DR PETER MEIHANA
Ngāti Kuia, Rangitāne, Ngāti Apa, Ngāi Tahu
School of Humanities
It was once common practice for kōiwi tangata (ancestral remains) to be unearthed from traditional Māori land and placed into museums. One such group of ancestral remains was excavated during the 1940s and 1950s from land at the Wairau Bar, Marlborough, and taken to Canterbury Museum and to the Dominion Museum (now Te Papa), where they were kept for research and display purposes. In 2009, negotiations led to the return of the kōiwi tangata to Rangitāne, with the proviso that they would remain available for archaeologists and anthropologists to study. In the decade since, a variety of studies have been carried out.

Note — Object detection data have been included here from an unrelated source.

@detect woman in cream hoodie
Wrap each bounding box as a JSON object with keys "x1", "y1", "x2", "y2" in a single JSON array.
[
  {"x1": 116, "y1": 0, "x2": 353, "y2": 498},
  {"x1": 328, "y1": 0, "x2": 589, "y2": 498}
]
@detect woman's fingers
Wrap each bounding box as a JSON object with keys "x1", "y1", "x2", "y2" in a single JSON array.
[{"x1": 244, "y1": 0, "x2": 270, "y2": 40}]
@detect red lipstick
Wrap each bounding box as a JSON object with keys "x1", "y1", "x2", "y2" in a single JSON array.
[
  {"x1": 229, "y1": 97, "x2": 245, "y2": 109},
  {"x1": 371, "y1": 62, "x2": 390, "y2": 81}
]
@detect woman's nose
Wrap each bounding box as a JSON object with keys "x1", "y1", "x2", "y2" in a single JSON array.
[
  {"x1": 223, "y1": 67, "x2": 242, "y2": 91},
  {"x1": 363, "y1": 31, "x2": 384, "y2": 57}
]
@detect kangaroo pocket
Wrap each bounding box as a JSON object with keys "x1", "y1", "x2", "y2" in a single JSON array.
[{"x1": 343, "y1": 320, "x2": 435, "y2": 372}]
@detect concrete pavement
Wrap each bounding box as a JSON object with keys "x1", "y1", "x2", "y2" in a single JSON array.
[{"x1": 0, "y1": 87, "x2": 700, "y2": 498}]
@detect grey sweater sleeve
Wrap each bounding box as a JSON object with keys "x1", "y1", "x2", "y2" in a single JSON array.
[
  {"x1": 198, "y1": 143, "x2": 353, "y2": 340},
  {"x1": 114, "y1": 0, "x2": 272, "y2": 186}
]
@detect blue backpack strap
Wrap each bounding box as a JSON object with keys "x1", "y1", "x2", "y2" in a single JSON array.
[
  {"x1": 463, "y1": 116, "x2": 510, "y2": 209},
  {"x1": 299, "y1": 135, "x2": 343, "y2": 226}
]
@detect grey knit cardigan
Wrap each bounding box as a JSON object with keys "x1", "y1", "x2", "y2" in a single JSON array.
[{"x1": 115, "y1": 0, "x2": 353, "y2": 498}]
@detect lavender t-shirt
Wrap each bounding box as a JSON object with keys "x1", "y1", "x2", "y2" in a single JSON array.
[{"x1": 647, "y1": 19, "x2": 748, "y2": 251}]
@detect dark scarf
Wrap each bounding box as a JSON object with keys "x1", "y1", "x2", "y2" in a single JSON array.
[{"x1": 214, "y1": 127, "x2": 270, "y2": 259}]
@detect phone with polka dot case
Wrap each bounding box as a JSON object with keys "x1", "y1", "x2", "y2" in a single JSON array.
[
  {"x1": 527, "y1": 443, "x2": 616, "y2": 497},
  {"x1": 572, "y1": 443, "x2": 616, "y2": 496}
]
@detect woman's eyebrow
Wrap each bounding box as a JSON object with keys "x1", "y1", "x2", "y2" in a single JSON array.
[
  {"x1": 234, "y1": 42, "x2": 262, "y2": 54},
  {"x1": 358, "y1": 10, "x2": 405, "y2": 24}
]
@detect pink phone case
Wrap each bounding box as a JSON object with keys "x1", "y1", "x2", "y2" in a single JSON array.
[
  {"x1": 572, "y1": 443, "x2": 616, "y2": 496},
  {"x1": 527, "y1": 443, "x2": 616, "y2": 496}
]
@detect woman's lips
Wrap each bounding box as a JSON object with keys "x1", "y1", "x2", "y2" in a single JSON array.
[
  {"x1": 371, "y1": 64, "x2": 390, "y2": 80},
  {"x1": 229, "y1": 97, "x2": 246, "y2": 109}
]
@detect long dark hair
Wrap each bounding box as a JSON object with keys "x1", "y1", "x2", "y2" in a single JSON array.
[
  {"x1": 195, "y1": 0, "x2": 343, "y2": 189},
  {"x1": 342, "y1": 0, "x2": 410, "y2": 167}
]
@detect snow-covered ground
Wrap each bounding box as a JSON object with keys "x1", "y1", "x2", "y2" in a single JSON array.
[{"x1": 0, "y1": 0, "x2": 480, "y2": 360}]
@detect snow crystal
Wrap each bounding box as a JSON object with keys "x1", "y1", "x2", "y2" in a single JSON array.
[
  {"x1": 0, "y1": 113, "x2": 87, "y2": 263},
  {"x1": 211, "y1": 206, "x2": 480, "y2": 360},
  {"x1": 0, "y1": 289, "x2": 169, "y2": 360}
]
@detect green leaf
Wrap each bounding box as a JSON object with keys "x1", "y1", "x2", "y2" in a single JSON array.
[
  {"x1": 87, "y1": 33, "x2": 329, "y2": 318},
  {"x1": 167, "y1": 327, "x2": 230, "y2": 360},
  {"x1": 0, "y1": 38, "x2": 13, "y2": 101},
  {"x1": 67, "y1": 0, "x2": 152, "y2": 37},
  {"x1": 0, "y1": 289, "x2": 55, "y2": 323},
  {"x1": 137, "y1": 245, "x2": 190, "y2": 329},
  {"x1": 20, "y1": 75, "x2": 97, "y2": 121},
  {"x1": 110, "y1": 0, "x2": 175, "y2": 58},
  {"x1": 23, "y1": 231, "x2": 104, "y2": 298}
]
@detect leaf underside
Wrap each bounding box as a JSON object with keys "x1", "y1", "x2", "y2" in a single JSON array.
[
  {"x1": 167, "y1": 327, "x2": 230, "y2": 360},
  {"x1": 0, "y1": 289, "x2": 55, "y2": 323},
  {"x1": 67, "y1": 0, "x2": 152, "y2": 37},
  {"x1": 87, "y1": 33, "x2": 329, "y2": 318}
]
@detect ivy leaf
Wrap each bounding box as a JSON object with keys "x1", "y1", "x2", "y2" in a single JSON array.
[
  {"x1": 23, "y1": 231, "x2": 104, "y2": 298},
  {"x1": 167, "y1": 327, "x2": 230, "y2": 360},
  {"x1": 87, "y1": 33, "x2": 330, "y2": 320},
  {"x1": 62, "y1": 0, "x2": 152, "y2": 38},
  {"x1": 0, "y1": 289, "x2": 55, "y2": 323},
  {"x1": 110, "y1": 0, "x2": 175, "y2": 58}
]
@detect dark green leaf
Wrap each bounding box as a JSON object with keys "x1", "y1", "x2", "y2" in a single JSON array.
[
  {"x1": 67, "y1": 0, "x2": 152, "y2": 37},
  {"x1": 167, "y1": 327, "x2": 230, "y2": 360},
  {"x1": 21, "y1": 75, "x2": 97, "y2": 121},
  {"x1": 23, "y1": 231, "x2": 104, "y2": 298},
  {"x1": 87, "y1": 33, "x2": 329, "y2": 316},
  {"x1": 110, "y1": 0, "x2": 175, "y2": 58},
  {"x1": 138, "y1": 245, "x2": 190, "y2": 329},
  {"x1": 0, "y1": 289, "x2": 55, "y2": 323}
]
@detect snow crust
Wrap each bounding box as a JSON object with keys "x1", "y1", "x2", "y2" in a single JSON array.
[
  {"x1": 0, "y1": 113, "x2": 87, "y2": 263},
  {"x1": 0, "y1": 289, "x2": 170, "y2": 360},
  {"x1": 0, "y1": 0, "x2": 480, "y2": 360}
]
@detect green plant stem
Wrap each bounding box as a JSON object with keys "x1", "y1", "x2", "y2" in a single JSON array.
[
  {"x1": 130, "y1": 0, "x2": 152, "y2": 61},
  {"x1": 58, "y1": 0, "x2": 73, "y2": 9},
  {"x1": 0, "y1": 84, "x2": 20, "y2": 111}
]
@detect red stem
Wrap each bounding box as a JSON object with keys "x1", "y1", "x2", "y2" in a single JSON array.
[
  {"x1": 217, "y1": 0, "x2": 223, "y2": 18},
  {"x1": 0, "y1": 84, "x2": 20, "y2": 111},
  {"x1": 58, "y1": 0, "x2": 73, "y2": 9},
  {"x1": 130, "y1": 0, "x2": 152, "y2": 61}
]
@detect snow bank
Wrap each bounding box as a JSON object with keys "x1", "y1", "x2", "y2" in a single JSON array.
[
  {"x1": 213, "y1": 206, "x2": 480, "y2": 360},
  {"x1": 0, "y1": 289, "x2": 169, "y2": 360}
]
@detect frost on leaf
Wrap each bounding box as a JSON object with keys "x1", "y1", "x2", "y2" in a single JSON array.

Dr Peter Meihana from the School of Humanities, whose own community is Rangitāne, has been working to make sense of that research, how it applies to Rangitāne today, and how it can work with the tribe’s whakapapa (geneaology) and oral traditions. ‘With one of our kaumātua [elders], we looked at the history of the excavations and repatriation,’ he said. ‘One of the things we focused on was some of the genetic sequencing that was carried out by Professor Lisa Matisoo- Smith, from the University of Otago, who had been working on tracing mitochondrial lineages from the remains to work out their origins.’
When the remains were excavated, experts at the time followed an older model that said that the people in the ground were not Rangitāne, but instead arrived before the Polynesian ancestors of living Māori migrated to New Zealand. ‘That was one of the excuses that was used to dig up our people,’ said Dr Meihana, ‘but when Lisa did her research, she was able to say that these people don’t come from any other place but Polynesia.’ After this, living Rangitāne also had their DNA tested, which showed that they belonged to the same genetic group as the kōiwi tangata. Although this could not show conclusively that living Rangitāne are the descendants of the people in the ancestral remains, it did show that both groups had a common female ancestor.
For Dr Meihana, this information has a wider meaning about the place of women in Māori tradition. ‘What often happens when oral traditions are retold, particularly in the Land Court, is that the male ancestor is elevated,’ he said, ‘so I made an argument that these male ancestors are important and we’ve got oral traditions connected to them, but it’s actually the female ancestors who connect us back to these earlier people. I wanted to point out that the genetic testing has been useful for us in refocusing our attention on these female ancestors.’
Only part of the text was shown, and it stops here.